Понадобилось все самообладание, все уменье поднимать массы и руководить их борьбой, что всегда составляло силу нашей партии, чтобы так быстро справиться с мятежниками. Делегаты съезда, действуя по плану, намеченному Лениным, покинули зал заседаний и отправились на фабрики, заводы, в казармы и совместно с московскими рабочими и красноармейцами восстановили революционный порядок.
Однако положение оставалось напряженным до предела. Тело Мирбаха было отправлено в Германию. Берлин пока молчал, и было неизвестно, чего потребует кайзеровское правительство. В Мурманске и Владивостоке продолжали высаживаться английские, американские, французские и японские десанты. Вдоль транссибирской магистрали разгоралось восстание белочехов.
Но съезд Советов с великолепной уверенностью в грядущем возобновил свою работу, чтобы принять первую в мире Конституцию социалистического государства. Ничто в зале не напоминало об опасности, только что пережитой всеми присутствующими. Спокойно, деловито, пункт за пунктом зачитывался текст будущей Конституции. Порой вносились поправки и уточнения. Происходил краткий обмен мнениями — и работа шла дальше.
Но вот зачитан последний пункт. Вот проект Конституции поставлен на голосование и единогласно принят съездом. Вот Свердлов приступил к заключительной речи. Вот под аплодисменты всего съезда он провозгласил лозунг: «Пролетарии всех стран, соединяйтесь!» И тут…
Впрочем, предоставим слово стенограмме.
Даже сухая стенографическая запись дает почувствовать необыкновенность этой минуты. Но стенограмма — лишь жалкий слепок с того, что было на деле. В ней нет ни зала Большого театра, слабо освещенного горящими вполнакала лампочками; ни лиц тысяч людей, заполнивших партер, ложи, ярусы, проходы, места в оркестре; ни дорогого всем Владимира Ильича, примостившегося с бумагами на уголке стола и спрятавшегося поглубже во время овации; ни легкой как дыхание паузы, наступившей после речи Свердлова. В ней нет звука этого удивительного голоса — сильного, теплого, прозвучавшего из глубины зала поистине подобно гласу народа и поднявшего всех на ноги, ни всеобъемлющего восторга и тысячекратных возгласов: «Да здравствует товарищ Ленин!», в которых слились и тревога, и надежда, и торжественная клятва выстоять, выдержать, победить, чего бы это ни стоило!
Как долго продолжалась эта овация? Не знаю, не помню.
Но вот делегаты начали выходить — и неожиданно послышался чей-то смех и веселые восклицания.
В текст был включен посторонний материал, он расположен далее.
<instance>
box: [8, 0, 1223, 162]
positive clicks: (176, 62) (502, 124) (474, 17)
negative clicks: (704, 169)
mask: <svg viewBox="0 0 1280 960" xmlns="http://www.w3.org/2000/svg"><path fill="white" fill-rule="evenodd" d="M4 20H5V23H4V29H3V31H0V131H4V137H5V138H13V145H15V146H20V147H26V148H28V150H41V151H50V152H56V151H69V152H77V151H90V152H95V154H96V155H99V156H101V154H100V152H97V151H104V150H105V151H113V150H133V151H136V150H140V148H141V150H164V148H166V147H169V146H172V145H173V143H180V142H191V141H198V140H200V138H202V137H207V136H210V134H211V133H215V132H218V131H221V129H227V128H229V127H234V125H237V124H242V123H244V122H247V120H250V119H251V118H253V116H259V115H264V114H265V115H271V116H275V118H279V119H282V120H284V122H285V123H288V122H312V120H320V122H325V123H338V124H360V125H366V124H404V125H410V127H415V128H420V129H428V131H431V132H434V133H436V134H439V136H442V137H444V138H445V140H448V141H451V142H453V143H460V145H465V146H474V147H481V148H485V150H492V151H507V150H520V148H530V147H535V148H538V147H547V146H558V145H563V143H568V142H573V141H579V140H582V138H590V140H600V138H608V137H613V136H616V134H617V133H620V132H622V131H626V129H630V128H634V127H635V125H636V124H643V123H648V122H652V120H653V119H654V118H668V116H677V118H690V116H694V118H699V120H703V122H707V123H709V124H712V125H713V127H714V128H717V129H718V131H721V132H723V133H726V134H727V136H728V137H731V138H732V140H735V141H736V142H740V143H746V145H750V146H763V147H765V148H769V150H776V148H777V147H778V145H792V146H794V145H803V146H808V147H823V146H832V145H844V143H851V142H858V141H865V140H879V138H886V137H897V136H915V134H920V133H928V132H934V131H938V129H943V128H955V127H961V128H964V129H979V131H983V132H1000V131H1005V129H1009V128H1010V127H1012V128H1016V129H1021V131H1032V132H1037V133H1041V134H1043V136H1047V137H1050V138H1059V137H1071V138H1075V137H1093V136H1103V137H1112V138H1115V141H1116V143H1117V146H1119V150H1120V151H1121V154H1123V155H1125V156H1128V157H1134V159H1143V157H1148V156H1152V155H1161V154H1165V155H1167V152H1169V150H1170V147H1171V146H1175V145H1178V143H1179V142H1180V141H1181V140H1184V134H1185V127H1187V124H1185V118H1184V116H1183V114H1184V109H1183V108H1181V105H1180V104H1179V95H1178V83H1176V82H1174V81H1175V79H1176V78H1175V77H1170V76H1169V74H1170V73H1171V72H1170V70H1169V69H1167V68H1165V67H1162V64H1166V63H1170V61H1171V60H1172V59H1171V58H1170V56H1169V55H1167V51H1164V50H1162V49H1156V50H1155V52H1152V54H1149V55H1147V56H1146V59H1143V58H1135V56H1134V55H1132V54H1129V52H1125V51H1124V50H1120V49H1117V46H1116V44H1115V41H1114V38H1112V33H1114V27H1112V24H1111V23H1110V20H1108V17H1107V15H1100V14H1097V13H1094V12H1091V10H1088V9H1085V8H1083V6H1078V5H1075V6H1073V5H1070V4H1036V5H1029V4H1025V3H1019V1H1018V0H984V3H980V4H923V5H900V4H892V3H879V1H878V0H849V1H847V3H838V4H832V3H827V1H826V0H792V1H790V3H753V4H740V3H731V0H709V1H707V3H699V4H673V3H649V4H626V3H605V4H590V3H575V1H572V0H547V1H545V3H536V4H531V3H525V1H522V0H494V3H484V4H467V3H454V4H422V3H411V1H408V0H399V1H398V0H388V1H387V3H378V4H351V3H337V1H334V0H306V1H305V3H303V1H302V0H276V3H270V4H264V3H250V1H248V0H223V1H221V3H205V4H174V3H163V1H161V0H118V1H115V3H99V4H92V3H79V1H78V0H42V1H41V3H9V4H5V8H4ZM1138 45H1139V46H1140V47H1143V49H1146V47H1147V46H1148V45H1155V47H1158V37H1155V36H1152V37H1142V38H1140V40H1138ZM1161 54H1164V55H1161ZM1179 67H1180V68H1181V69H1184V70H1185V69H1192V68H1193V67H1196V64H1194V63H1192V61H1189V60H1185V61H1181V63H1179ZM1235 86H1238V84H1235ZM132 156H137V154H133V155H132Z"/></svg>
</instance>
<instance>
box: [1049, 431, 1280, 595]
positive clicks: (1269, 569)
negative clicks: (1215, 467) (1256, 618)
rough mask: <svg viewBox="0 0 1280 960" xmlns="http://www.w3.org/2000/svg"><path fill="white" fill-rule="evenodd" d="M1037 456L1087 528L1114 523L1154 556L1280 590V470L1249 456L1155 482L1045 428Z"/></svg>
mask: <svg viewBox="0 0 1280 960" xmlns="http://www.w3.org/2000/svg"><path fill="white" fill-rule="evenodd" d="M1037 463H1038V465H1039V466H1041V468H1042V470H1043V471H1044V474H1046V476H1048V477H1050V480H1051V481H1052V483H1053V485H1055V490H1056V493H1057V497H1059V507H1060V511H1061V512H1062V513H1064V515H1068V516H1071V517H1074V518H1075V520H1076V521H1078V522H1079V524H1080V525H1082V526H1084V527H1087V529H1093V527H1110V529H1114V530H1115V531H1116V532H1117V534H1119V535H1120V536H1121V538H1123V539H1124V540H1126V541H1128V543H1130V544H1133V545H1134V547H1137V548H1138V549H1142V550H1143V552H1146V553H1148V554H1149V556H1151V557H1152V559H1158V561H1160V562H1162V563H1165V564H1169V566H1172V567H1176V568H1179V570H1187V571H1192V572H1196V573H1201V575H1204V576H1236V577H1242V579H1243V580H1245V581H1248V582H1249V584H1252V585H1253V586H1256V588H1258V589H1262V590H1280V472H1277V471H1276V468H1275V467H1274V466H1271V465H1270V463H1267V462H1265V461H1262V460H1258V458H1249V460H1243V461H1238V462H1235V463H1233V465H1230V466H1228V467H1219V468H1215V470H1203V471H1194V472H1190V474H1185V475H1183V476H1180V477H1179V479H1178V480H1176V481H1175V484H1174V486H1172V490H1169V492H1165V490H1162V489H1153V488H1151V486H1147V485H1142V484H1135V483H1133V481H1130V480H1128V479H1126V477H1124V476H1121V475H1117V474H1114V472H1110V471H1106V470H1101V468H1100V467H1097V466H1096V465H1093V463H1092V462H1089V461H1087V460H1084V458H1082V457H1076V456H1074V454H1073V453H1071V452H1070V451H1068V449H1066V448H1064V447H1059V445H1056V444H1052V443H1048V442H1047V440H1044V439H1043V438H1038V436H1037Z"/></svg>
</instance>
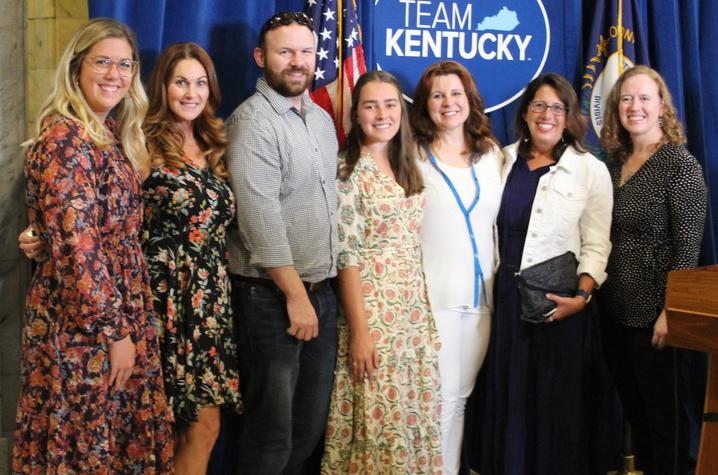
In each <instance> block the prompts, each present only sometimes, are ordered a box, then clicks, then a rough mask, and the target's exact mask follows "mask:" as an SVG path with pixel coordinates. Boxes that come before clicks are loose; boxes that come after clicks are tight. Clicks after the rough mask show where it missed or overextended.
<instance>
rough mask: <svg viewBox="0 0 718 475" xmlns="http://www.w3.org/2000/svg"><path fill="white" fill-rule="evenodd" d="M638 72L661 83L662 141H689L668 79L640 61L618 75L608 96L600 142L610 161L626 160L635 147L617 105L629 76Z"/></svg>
mask: <svg viewBox="0 0 718 475" xmlns="http://www.w3.org/2000/svg"><path fill="white" fill-rule="evenodd" d="M639 74H645V75H646V76H648V77H649V78H651V79H653V81H654V82H655V83H656V85H658V95H659V97H660V98H661V101H663V115H662V116H661V117H662V118H663V125H661V129H662V130H663V138H662V139H661V142H659V145H661V144H664V143H673V144H677V145H682V144H684V143H686V136H685V135H684V133H683V125H681V121H680V120H678V113H677V112H676V107H675V106H674V105H673V97H672V96H671V92H670V91H669V90H668V86H666V82H665V81H664V80H663V78H662V77H661V75H660V74H658V71H656V70H655V69H653V68H649V67H648V66H644V65H638V66H634V67H632V68H631V69H628V70H626V71H624V73H623V74H622V75H621V77H619V78H618V81H616V84H614V85H613V89H611V93H610V94H609V95H608V99H607V100H606V112H605V114H604V116H603V128H602V129H601V145H602V146H603V148H604V150H606V154H607V155H608V160H609V162H610V163H611V164H616V163H623V162H625V161H626V158H627V157H628V156H629V155H630V154H631V152H632V151H633V141H632V140H631V135H630V134H629V133H628V131H627V130H626V129H625V128H623V124H621V118H620V117H619V113H618V105H619V103H620V101H621V87H623V83H625V82H626V80H627V79H629V78H632V77H634V76H638V75H639Z"/></svg>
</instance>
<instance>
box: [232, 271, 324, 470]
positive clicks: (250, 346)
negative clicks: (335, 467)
mask: <svg viewBox="0 0 718 475" xmlns="http://www.w3.org/2000/svg"><path fill="white" fill-rule="evenodd" d="M232 287H233V288H232V306H233V308H234V311H235V315H236V318H237V332H238V335H239V337H238V338H239V348H238V350H239V369H240V381H241V389H242V401H243V403H244V416H243V422H242V429H241V434H240V436H239V473H242V474H243V475H245V474H262V475H265V474H266V475H275V474H277V475H278V474H294V473H297V474H299V473H301V471H302V467H303V465H304V462H305V461H306V460H307V458H309V456H310V455H311V454H312V452H313V451H314V449H315V448H316V447H317V445H318V443H319V442H320V441H321V440H322V437H323V435H324V430H325V427H326V419H327V413H328V412H329V399H330V396H331V390H332V383H333V380H334V366H335V363H336V353H337V301H336V296H335V294H334V290H333V289H332V287H331V286H330V285H324V286H323V287H322V288H321V289H320V290H318V291H317V292H309V298H310V301H311V302H312V305H313V306H314V310H315V311H316V313H317V318H318V319H319V336H318V337H317V338H314V339H313V340H310V341H307V342H305V341H300V340H297V339H296V338H294V337H292V336H290V335H289V334H287V328H289V317H288V315H287V305H286V298H285V297H284V294H283V293H282V292H281V291H280V290H279V289H278V288H276V287H274V286H272V285H265V284H261V283H255V282H248V281H244V280H242V279H241V278H239V277H236V276H233V278H232Z"/></svg>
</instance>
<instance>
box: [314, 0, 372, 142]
mask: <svg viewBox="0 0 718 475" xmlns="http://www.w3.org/2000/svg"><path fill="white" fill-rule="evenodd" d="M305 11H306V13H307V15H309V16H310V17H311V18H312V19H313V21H314V32H315V33H316V35H317V40H318V43H317V69H316V72H315V73H314V83H313V84H312V89H311V96H312V99H313V100H314V102H316V103H317V104H319V105H320V106H321V107H322V108H324V109H325V110H326V111H327V112H329V114H330V115H331V116H332V118H333V119H334V123H335V124H336V127H337V138H338V139H339V143H340V144H343V143H344V139H345V138H346V134H347V133H348V132H349V128H350V127H351V123H350V121H349V110H350V109H351V92H352V90H353V89H354V85H355V84H356V82H357V80H358V79H359V76H361V75H362V74H364V73H365V72H366V64H365V63H364V49H363V48H362V43H361V31H360V29H359V22H358V21H357V12H356V3H355V0H307V5H306V8H305ZM340 21H341V31H339V22H340ZM339 35H341V43H340V37H339ZM340 56H341V57H340ZM339 84H341V85H342V87H341V88H340V87H339ZM338 118H339V119H338Z"/></svg>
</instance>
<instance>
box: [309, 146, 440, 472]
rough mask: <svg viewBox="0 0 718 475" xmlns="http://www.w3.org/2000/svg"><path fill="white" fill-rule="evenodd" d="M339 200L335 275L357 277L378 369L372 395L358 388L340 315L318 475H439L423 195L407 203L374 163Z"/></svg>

На улице бушевала гроза, сверкали молнии, неслись летучие облака, раскаты грома перекатывались от края до края небосвода. Хоронясь от шумного летнего дождя, все столпились под колоннадой Большого театра.
Вместе со всеми стоял и Владимир Ильич. Он разговаривал, смеялся, оживленно жестикулировал. Вспышки молний выхватывали из лилового полумрака то его могучую голову, то крепкие, широкие плечи, то руку, протянутую в энергичном броске.
Хороши бывают июльские грозы!
Сейчас тоже июль. Я прохожу по аллеям парка в Горках, который так любил Ленин. Я думаю о Ленине.
Здесь все полно воспоминаниями о нем. Под этим могучим дубом он подолгу сидел, читал, думал. Такие же рыжие белки прыгали в ветвях и трещали, — переговариваясь и переругиваясь. Здесь он спускался к Пахре. Быть может, рука его касалась этой ивы, низко склонившей к реке ветви с узкой серебряной листвой. Быть может, и тогда от воды шел слабый холодный запах глины, смешанный со сладким ароматом цветущей таволги, и около берега, там, где солнце просвечивает до дна, играли мелкие рыбки, а порой, громко плеснув хвостом, по глубокой воде проплывала большая рыба. Отсюда, с этого высокого откоса вглядывался он в золото созревающих полей.
Словно не вчера даже, а «сегодня, здесь, сейчас» было это все. Но как давно, как бесконечно давно ушла от нас эта горячая минувшая жизнь. Голубые ели в Горках, что растут неподалеку от беседки над обрывом, были тогда небольшими деревьями, едва по пояс одинокой старой сосне; сейчас они поднялись почти вровень с нею. Да и они ль одни?
В парке тихо, тепло. Густые липы накрыли землю душистой зеленоватой тенью. Над Горками поют птицы. Тысячи птиц поют над Горками.